Re: [RFC PATCH v1 0/7] Block/XFS: Support alternative mirror device retry

"Darrick J. Wong" <darrick.wong@xxxxxxxxxx> · Sun, 9 Dec 2018 20:30:15 -0800

On Sat, Dec 08, 2018 at 10:49:44PM +0800, Bob Liu wrote:
> On 11/28/18 3:45 PM, Christoph Hellwig wrote:
> > On Wed, Nov 28, 2018 at 04:33:03PM +1100, Dave Chinner wrote:
> >> 	- how does propagation through stacked layers work?
> > 
> > The only way it works is by each layering driving it.  Thus my
> > recommendation above bilding on your earlier one to use an index
> > that is filled by the driver at I/O completion time.
> > 
> > E.g.
> > 
> > 	bio_init:		bi_leg = -1
> > 
> > 	raid1:			submit bio to lower driver
> > 	raid 1 completion:	set bi_leg to 0 or 1
> > 
> > Now if we want to allow stacking we need to save/restore bi_leg
> > before submitting to the underlying device.  Which is possible,
> > but quite a bit of work in the drivers.
> > 
> 
> I found it's still very challenge while writing the code.
> save/restore bi_leg may not enough because the drivers don't know how to do fs-metadata verify.
> 
> E.g two layer raid1 stacking
> 
> fs:                  md0(copies:2)
>                      /          \
> layer1/raid1   md1(copies:2)    md2(copies:2)
>                   /    \          /     \
> layer2/raid1   dev0   dev1      dev2    dev3
> 
> Assume dev2 is corrupted
>  => md2: don't know how to do fs-metadata verify. 
>    => md0: fs verify fail, retry md1(preserve md2).
> Then md2 will never be retried even dev3 may also has the right copy.
> Unless the upper layer device(md0) can know the amount of copy is 4 instead of 2? 
> And need a way to handle the mapping.
> Did I miss something?

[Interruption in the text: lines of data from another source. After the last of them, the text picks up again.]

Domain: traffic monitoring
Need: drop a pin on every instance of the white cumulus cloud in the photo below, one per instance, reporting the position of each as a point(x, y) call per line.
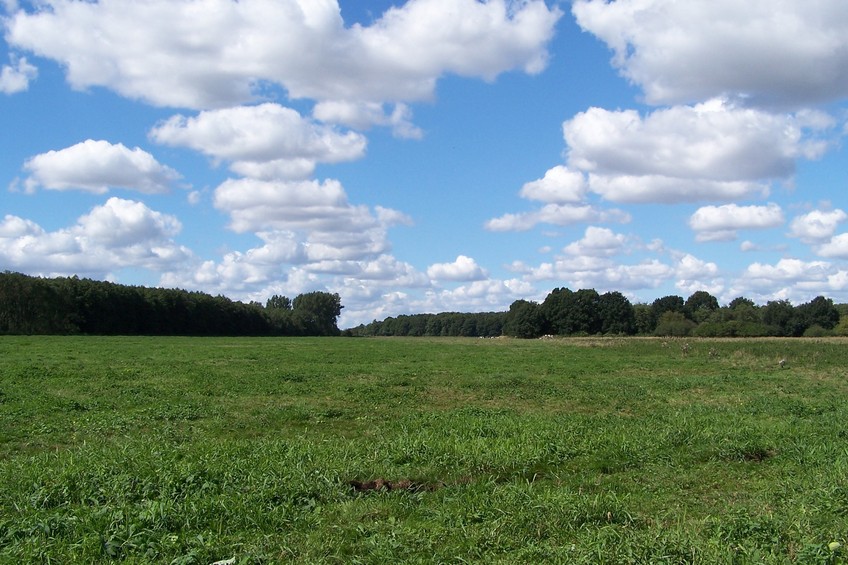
point(598, 242)
point(97, 166)
point(685, 153)
point(816, 226)
point(722, 222)
point(463, 269)
point(558, 186)
point(218, 53)
point(16, 76)
point(117, 234)
point(778, 52)
point(555, 214)
point(266, 141)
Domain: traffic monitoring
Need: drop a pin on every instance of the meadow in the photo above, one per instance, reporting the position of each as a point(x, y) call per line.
point(420, 450)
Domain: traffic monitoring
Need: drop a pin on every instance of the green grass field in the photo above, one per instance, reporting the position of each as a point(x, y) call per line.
point(182, 450)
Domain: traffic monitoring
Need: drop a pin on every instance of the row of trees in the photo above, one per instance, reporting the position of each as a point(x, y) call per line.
point(32, 305)
point(447, 324)
point(585, 312)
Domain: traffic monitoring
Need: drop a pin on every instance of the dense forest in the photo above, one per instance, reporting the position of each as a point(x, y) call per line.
point(33, 305)
point(585, 312)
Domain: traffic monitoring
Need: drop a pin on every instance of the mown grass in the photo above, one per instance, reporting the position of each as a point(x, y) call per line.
point(181, 450)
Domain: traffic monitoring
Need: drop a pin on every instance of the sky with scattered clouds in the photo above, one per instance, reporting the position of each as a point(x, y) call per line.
point(428, 155)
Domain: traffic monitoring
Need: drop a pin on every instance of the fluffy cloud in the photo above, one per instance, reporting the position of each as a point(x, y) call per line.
point(837, 247)
point(597, 242)
point(97, 166)
point(463, 269)
point(685, 51)
point(219, 53)
point(714, 223)
point(558, 186)
point(816, 226)
point(267, 141)
point(329, 227)
point(558, 215)
point(364, 115)
point(791, 279)
point(16, 76)
point(687, 153)
point(120, 233)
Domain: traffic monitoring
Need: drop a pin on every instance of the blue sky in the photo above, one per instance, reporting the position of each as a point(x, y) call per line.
point(429, 155)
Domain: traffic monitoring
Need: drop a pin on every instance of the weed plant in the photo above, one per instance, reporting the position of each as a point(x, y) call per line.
point(182, 450)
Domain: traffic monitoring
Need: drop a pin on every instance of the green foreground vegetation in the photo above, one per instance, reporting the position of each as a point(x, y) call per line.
point(330, 450)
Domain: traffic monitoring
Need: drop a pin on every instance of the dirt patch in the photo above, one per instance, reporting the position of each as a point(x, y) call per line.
point(408, 485)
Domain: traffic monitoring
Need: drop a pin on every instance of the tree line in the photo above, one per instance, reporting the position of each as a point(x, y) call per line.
point(446, 324)
point(586, 312)
point(70, 305)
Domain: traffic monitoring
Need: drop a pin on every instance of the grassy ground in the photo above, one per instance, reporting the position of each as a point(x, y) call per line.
point(180, 450)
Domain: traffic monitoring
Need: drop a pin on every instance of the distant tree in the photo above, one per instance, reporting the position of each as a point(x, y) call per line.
point(700, 305)
point(278, 302)
point(317, 313)
point(670, 303)
point(556, 312)
point(523, 320)
point(820, 311)
point(778, 315)
point(643, 319)
point(568, 313)
point(616, 314)
point(674, 324)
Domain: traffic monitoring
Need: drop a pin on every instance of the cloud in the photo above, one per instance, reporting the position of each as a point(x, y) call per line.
point(318, 214)
point(118, 234)
point(218, 53)
point(836, 248)
point(686, 153)
point(790, 279)
point(597, 242)
point(16, 77)
point(97, 166)
point(558, 186)
point(816, 226)
point(720, 223)
point(267, 141)
point(681, 52)
point(558, 215)
point(364, 115)
point(463, 269)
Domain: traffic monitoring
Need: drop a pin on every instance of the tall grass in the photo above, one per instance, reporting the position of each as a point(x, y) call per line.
point(173, 450)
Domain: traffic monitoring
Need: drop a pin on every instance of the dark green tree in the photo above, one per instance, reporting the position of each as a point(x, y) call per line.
point(778, 315)
point(317, 313)
point(700, 305)
point(279, 302)
point(616, 313)
point(523, 320)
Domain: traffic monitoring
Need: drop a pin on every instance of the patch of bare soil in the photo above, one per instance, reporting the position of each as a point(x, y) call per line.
point(376, 485)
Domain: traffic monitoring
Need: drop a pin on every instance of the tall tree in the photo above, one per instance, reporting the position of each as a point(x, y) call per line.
point(616, 313)
point(700, 305)
point(524, 320)
point(317, 313)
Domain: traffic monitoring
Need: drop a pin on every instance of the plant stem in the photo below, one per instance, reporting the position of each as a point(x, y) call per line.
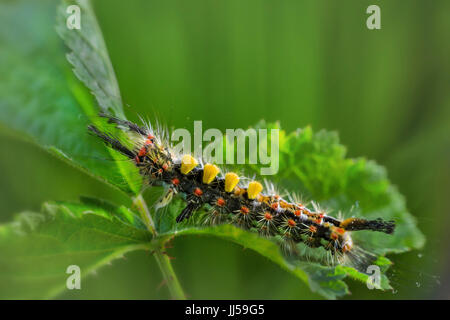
point(170, 278)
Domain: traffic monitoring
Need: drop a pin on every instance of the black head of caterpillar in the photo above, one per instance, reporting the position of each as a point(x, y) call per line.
point(246, 206)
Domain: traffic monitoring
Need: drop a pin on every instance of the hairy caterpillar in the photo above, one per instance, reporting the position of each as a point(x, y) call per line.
point(230, 201)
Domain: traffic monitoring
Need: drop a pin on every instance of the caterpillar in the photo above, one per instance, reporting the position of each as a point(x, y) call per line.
point(229, 200)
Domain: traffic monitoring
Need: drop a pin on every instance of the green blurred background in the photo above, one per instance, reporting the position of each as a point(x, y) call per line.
point(231, 63)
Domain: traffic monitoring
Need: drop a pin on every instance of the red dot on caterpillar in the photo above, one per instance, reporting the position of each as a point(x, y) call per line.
point(142, 152)
point(268, 216)
point(291, 223)
point(220, 202)
point(198, 192)
point(244, 210)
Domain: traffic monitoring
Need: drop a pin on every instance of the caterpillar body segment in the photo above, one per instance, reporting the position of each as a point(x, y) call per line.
point(229, 201)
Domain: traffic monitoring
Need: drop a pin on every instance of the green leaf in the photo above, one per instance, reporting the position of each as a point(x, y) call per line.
point(42, 101)
point(37, 248)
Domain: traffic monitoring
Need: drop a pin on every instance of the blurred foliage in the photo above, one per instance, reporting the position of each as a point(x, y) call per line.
point(300, 62)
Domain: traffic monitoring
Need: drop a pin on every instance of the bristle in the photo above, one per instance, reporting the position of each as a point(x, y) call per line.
point(268, 213)
point(188, 163)
point(210, 172)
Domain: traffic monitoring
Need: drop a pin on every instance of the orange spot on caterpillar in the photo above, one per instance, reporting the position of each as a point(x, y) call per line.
point(198, 192)
point(142, 152)
point(291, 223)
point(268, 216)
point(220, 202)
point(347, 247)
point(244, 210)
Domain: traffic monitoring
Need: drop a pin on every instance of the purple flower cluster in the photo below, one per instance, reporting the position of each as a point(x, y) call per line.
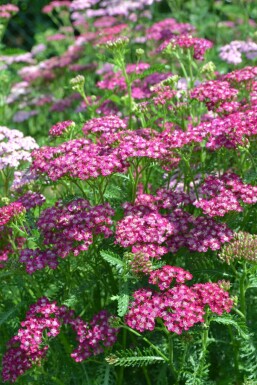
point(38, 259)
point(56, 5)
point(94, 336)
point(14, 148)
point(31, 199)
point(44, 320)
point(23, 178)
point(232, 52)
point(70, 228)
point(167, 28)
point(78, 158)
point(213, 93)
point(107, 125)
point(110, 7)
point(243, 75)
point(8, 10)
point(224, 193)
point(8, 212)
point(153, 233)
point(180, 307)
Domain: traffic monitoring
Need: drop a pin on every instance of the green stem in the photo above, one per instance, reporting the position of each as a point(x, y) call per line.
point(166, 359)
point(242, 288)
point(235, 352)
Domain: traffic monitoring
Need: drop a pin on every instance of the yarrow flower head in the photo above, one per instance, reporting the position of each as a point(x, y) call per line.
point(14, 148)
point(233, 52)
point(69, 228)
point(180, 307)
point(44, 321)
point(243, 247)
point(224, 194)
point(213, 93)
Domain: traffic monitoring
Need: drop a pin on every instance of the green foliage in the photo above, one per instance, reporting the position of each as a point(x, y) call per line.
point(134, 357)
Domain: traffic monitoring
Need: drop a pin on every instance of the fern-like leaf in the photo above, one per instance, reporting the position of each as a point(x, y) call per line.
point(229, 320)
point(130, 357)
point(112, 258)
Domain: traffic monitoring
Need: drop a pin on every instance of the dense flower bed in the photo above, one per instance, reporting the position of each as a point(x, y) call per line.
point(129, 198)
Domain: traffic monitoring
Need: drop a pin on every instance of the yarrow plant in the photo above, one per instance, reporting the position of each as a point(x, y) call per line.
point(129, 196)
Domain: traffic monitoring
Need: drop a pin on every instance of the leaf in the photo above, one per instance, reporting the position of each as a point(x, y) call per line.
point(230, 321)
point(112, 258)
point(130, 357)
point(123, 303)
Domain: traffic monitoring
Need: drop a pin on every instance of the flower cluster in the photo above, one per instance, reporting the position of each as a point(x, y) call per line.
point(78, 158)
point(31, 199)
point(30, 345)
point(224, 194)
point(232, 52)
point(8, 212)
point(14, 148)
point(242, 247)
point(165, 275)
point(243, 75)
point(139, 262)
point(154, 234)
point(166, 29)
point(107, 125)
point(56, 5)
point(180, 307)
point(23, 178)
point(38, 259)
point(8, 10)
point(94, 336)
point(197, 233)
point(213, 93)
point(70, 228)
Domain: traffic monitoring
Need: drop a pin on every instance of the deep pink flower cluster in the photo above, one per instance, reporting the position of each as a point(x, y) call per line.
point(143, 142)
point(108, 125)
point(227, 131)
point(143, 229)
point(55, 5)
point(31, 199)
point(180, 307)
point(197, 233)
point(94, 336)
point(115, 80)
point(213, 93)
point(38, 259)
point(166, 274)
point(10, 211)
point(22, 178)
point(232, 52)
point(59, 128)
point(14, 147)
point(242, 75)
point(7, 10)
point(70, 228)
point(164, 94)
point(227, 108)
point(152, 233)
point(29, 346)
point(224, 193)
point(78, 158)
point(167, 28)
point(199, 45)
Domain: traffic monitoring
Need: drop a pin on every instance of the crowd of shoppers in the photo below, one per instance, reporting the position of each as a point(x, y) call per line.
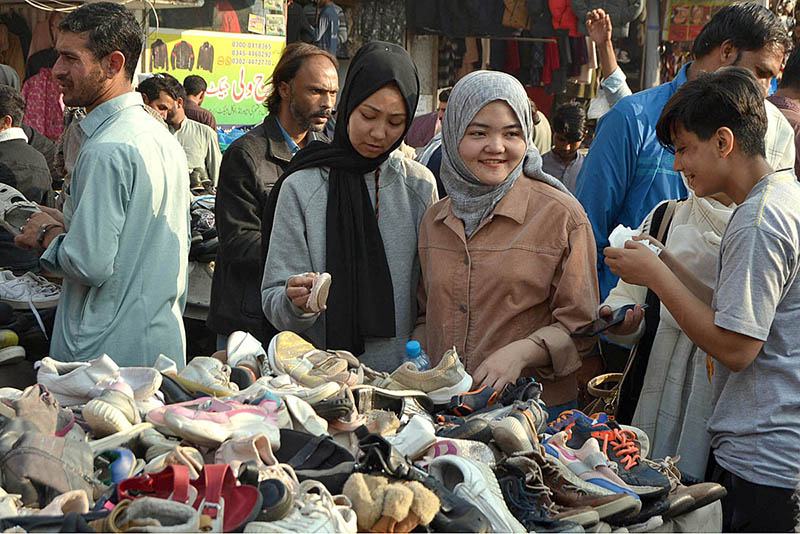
point(502, 252)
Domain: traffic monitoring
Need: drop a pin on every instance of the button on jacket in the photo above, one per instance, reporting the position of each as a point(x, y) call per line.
point(527, 272)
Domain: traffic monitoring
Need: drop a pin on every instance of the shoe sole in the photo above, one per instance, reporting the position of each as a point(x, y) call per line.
point(680, 505)
point(11, 355)
point(25, 305)
point(210, 434)
point(105, 419)
point(712, 496)
point(408, 410)
point(119, 439)
point(279, 510)
point(443, 395)
point(511, 437)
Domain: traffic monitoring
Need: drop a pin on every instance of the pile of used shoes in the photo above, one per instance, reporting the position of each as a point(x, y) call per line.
point(296, 439)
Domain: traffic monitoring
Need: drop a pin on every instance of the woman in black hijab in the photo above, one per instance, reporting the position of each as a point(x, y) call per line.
point(353, 209)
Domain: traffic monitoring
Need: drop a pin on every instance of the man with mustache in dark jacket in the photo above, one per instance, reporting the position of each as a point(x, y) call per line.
point(304, 87)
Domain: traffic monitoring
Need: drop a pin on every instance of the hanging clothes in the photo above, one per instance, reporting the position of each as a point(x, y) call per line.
point(228, 21)
point(11, 51)
point(18, 26)
point(563, 16)
point(43, 107)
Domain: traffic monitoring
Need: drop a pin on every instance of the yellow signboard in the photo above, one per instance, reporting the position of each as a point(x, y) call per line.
point(236, 66)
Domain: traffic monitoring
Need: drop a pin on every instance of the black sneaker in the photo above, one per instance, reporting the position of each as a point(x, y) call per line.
point(458, 428)
point(619, 448)
point(455, 515)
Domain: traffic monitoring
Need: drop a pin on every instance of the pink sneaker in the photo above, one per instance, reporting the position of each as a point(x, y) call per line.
point(216, 421)
point(588, 462)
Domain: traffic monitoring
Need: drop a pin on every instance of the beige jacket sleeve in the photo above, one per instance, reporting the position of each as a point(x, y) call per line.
point(574, 304)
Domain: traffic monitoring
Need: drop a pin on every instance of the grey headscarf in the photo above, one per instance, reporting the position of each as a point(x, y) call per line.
point(472, 200)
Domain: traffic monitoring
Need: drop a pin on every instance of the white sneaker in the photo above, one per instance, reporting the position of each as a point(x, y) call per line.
point(15, 209)
point(71, 383)
point(303, 416)
point(28, 291)
point(314, 511)
point(476, 483)
point(318, 297)
point(74, 383)
point(415, 438)
point(209, 373)
point(283, 385)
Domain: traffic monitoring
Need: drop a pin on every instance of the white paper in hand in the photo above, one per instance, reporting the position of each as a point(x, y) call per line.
point(621, 234)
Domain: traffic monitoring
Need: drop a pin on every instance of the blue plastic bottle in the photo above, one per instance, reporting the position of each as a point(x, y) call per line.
point(417, 356)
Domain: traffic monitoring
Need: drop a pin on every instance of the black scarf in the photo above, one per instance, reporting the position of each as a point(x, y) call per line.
point(361, 299)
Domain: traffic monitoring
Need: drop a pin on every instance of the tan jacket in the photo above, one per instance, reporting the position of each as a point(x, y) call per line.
point(528, 271)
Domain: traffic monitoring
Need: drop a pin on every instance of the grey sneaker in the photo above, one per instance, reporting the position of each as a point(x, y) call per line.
point(15, 209)
point(448, 378)
point(111, 412)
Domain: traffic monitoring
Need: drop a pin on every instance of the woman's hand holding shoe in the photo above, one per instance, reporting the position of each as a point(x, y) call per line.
point(633, 318)
point(505, 365)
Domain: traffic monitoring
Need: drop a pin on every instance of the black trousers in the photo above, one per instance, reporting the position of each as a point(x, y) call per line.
point(750, 507)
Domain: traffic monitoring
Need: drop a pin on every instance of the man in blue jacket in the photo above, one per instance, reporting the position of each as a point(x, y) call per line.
point(122, 243)
point(627, 171)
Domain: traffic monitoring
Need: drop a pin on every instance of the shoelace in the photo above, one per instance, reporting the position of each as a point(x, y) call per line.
point(548, 468)
point(37, 316)
point(667, 468)
point(624, 448)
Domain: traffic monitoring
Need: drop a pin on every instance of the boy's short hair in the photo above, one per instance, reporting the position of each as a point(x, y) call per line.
point(569, 120)
point(730, 97)
point(747, 25)
point(155, 84)
point(194, 84)
point(110, 27)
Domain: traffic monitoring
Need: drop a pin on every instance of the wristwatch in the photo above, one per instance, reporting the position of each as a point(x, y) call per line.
point(43, 231)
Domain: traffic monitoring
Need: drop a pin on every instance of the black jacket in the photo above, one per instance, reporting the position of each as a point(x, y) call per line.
point(249, 169)
point(158, 56)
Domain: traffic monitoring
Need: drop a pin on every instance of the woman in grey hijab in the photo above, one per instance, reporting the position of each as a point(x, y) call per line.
point(508, 259)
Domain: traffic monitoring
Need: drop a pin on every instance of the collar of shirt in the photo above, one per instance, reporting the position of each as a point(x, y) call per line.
point(106, 110)
point(784, 103)
point(289, 141)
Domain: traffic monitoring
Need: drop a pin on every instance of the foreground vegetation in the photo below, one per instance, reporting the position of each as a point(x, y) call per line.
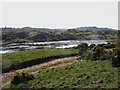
point(9, 59)
point(82, 74)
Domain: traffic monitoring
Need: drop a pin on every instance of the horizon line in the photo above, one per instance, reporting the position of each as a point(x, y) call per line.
point(57, 27)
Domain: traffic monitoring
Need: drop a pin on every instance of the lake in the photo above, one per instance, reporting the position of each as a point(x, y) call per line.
point(47, 45)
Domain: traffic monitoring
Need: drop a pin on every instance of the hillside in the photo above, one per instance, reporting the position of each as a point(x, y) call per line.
point(82, 74)
point(29, 34)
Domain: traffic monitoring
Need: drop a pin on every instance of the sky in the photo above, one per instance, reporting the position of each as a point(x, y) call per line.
point(59, 14)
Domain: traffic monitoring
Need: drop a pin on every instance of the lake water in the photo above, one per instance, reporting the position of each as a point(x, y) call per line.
point(47, 45)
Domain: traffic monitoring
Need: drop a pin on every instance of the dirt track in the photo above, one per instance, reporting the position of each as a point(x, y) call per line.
point(7, 77)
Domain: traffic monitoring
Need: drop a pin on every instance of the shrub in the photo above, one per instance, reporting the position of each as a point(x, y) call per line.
point(116, 57)
point(21, 77)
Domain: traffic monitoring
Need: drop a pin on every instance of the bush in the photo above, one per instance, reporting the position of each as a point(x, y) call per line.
point(116, 57)
point(21, 77)
point(92, 46)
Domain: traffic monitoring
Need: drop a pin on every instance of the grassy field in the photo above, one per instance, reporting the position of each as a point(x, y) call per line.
point(12, 58)
point(82, 74)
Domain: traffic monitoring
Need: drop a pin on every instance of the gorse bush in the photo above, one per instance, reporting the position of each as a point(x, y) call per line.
point(95, 52)
point(21, 77)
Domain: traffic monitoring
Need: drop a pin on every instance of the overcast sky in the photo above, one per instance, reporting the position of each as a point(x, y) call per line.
point(60, 14)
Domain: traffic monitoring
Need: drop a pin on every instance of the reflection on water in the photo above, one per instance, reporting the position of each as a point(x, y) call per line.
point(47, 45)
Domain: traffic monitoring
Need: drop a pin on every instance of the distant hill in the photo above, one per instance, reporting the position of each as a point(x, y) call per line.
point(46, 34)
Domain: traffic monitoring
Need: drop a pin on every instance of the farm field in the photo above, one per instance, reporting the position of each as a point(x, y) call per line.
point(81, 74)
point(12, 58)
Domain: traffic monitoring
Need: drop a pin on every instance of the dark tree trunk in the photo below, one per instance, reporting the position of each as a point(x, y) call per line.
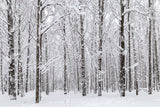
point(37, 54)
point(28, 59)
point(12, 82)
point(122, 53)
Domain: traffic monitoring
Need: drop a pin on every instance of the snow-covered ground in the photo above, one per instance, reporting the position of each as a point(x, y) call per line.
point(57, 99)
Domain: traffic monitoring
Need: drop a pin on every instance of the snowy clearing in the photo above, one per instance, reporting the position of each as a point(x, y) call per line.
point(57, 99)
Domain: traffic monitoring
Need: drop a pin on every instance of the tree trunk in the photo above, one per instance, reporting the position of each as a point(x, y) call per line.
point(122, 53)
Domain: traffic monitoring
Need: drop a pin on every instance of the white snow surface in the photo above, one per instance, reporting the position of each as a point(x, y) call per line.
point(58, 99)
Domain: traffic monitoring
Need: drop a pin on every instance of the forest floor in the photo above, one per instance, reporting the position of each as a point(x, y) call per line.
point(58, 99)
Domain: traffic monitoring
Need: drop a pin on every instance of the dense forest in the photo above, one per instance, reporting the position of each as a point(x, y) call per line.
point(85, 46)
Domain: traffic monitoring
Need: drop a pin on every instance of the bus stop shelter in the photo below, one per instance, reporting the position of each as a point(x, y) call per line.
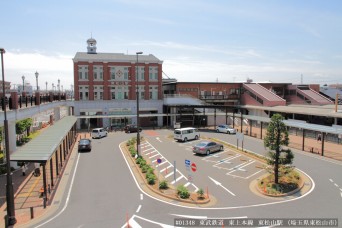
point(49, 149)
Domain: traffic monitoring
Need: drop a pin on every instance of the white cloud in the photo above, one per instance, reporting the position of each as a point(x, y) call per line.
point(50, 68)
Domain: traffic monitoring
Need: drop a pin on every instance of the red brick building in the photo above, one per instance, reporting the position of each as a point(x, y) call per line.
point(106, 84)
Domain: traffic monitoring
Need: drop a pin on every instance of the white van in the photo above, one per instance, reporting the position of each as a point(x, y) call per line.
point(98, 133)
point(185, 134)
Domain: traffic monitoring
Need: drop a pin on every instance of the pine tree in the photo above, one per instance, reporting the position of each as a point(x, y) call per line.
point(276, 137)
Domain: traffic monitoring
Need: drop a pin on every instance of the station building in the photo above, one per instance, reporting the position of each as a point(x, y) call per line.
point(106, 84)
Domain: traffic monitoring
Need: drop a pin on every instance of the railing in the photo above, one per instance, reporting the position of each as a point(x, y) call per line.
point(219, 97)
point(26, 101)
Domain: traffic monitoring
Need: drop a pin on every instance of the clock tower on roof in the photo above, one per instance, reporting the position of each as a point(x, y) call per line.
point(91, 49)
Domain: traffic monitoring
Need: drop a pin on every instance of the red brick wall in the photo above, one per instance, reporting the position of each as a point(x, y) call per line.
point(107, 84)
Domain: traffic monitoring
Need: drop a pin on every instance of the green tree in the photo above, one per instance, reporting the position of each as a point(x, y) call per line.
point(276, 137)
point(23, 125)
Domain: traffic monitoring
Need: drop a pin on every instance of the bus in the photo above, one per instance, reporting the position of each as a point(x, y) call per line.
point(185, 134)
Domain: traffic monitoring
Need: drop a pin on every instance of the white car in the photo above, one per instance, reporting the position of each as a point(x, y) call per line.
point(98, 133)
point(225, 129)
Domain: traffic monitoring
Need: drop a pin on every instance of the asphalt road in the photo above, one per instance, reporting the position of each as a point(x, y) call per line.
point(104, 193)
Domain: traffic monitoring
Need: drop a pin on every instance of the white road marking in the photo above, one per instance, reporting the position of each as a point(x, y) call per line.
point(215, 208)
point(174, 181)
point(161, 164)
point(131, 223)
point(165, 168)
point(254, 174)
point(151, 152)
point(187, 184)
point(134, 224)
point(219, 184)
point(169, 175)
point(154, 155)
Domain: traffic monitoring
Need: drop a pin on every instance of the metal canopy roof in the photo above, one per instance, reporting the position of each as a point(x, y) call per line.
point(298, 124)
point(41, 148)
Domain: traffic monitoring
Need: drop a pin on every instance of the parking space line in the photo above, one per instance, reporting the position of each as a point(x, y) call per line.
point(169, 175)
point(154, 155)
point(165, 168)
point(174, 181)
point(254, 174)
point(161, 164)
point(151, 152)
point(226, 161)
point(238, 166)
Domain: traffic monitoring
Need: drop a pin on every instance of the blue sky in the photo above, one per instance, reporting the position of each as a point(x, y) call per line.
point(198, 40)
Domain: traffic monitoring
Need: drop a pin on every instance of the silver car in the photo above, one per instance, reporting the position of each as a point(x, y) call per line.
point(207, 147)
point(225, 129)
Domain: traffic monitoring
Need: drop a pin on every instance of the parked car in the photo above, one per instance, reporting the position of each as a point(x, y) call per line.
point(225, 129)
point(98, 133)
point(207, 147)
point(84, 145)
point(132, 128)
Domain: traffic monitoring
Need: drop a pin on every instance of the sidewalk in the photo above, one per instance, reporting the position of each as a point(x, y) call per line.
point(331, 150)
point(29, 201)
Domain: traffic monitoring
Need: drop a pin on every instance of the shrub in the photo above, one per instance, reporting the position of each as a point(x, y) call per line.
point(139, 159)
point(150, 170)
point(151, 178)
point(142, 163)
point(163, 185)
point(144, 168)
point(133, 153)
point(183, 192)
point(200, 193)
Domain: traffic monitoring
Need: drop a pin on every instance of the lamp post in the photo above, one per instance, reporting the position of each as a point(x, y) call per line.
point(37, 74)
point(137, 95)
point(11, 220)
point(71, 93)
point(23, 77)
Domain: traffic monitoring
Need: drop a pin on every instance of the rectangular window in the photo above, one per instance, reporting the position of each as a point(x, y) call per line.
point(112, 73)
point(126, 73)
point(82, 72)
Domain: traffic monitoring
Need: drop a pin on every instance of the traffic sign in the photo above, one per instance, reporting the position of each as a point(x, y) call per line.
point(193, 167)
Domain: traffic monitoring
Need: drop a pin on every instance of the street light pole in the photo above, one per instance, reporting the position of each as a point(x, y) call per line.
point(137, 95)
point(23, 77)
point(11, 220)
point(37, 80)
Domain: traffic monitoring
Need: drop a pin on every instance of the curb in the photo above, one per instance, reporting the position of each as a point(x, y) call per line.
point(301, 185)
point(147, 187)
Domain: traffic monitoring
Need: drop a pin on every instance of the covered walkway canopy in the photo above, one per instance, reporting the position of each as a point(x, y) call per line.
point(50, 148)
point(41, 148)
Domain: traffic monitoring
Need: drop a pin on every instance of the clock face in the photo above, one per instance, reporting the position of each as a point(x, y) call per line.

Thanks!

<shrug> It seems reasonable to me that the raid1 layer should set the
number of retries to (number of raid1 mirrors) * min(retry count of all
mirrors) so that the upper layer device (md0) would advertise 4 retry
possibilities instead of 2.

--D

> -Bob
> 
> >> 	- is it generic/abstract enough to be able to work with
> >> 	  RAID5/6 to trigger verification/recovery from the parity
> >> 	  information in the stripe?
> > 
> > If we get the non -1 bi_leg for paritity raid this is an inidicator
> > that parity rebuild needs to happen.  For multi-parity setups we could
> > also use different levels there.
> > 
>